The kitten walked over to him and climbed up his leg. He shared the milk with it, putting some of the milk on the small plate that held the cookies a few minutes ago. The kitten drank the milk and hopped into his lap. Soft purrs and the kitten fell asleep.
“Well, if you are going to live here, you need a name,” he said to it, “I have no idea if you are a boy or a girl.”
The kitten opened an eye and looked at him, a meow and a stare. “Then SHEP, Shep is your new name.”

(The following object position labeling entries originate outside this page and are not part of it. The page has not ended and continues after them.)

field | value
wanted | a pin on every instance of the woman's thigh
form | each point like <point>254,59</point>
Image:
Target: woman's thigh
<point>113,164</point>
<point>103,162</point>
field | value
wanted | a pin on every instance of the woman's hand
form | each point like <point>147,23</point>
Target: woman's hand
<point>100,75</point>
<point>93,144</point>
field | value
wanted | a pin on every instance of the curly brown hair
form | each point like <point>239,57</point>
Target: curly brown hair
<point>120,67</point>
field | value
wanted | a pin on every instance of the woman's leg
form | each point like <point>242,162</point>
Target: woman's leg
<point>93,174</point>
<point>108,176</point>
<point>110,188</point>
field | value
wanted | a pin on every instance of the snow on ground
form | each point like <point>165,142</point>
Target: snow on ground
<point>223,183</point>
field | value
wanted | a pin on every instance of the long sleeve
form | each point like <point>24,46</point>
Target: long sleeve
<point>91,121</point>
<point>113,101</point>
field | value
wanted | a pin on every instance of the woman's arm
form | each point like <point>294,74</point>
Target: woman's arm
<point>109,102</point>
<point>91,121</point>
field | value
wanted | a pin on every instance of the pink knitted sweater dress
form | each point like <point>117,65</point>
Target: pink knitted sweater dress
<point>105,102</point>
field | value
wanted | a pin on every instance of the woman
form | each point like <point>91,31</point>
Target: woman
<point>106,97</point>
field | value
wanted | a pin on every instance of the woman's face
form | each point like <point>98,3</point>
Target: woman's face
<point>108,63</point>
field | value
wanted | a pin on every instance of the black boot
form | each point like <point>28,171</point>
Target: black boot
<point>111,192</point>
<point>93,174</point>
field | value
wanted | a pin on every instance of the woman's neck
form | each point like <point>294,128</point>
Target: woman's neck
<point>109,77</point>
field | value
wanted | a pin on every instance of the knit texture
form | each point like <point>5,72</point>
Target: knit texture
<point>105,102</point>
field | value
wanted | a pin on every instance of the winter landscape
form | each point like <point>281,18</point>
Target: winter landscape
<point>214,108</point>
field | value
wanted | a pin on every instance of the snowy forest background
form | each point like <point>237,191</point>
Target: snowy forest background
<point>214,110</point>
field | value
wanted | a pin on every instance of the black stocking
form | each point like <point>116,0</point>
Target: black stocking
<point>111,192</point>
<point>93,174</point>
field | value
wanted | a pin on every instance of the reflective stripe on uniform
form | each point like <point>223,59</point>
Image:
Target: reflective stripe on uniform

The kitten opened both eyes, crawled to his neck, and snuggled. The purring and affection were easy to see and hear. For the first time, it has been a very long time, but he felt at peace. He felt happy. He smiled.
“Thank you, Shep. I think you saved me.” He looked at the shotgun again. This time, he winked at it. That thought left his mind. Shep needed him.
They slept on the couch together that night. He loved sleeping on the couch. It was long enough for him and wide enough for the both of them, but Shep curled up on his chest. That motor was calming. He brought Shep to meet his new grandparents next door in the morning for breakfast. They would understand and appreciate the name. Thomas dreamt of playing in the north field with his best friend as a kid, and the new kitten, Shep, was there too, as was Greta. It was by far the best night’s sleep he has had in a long time.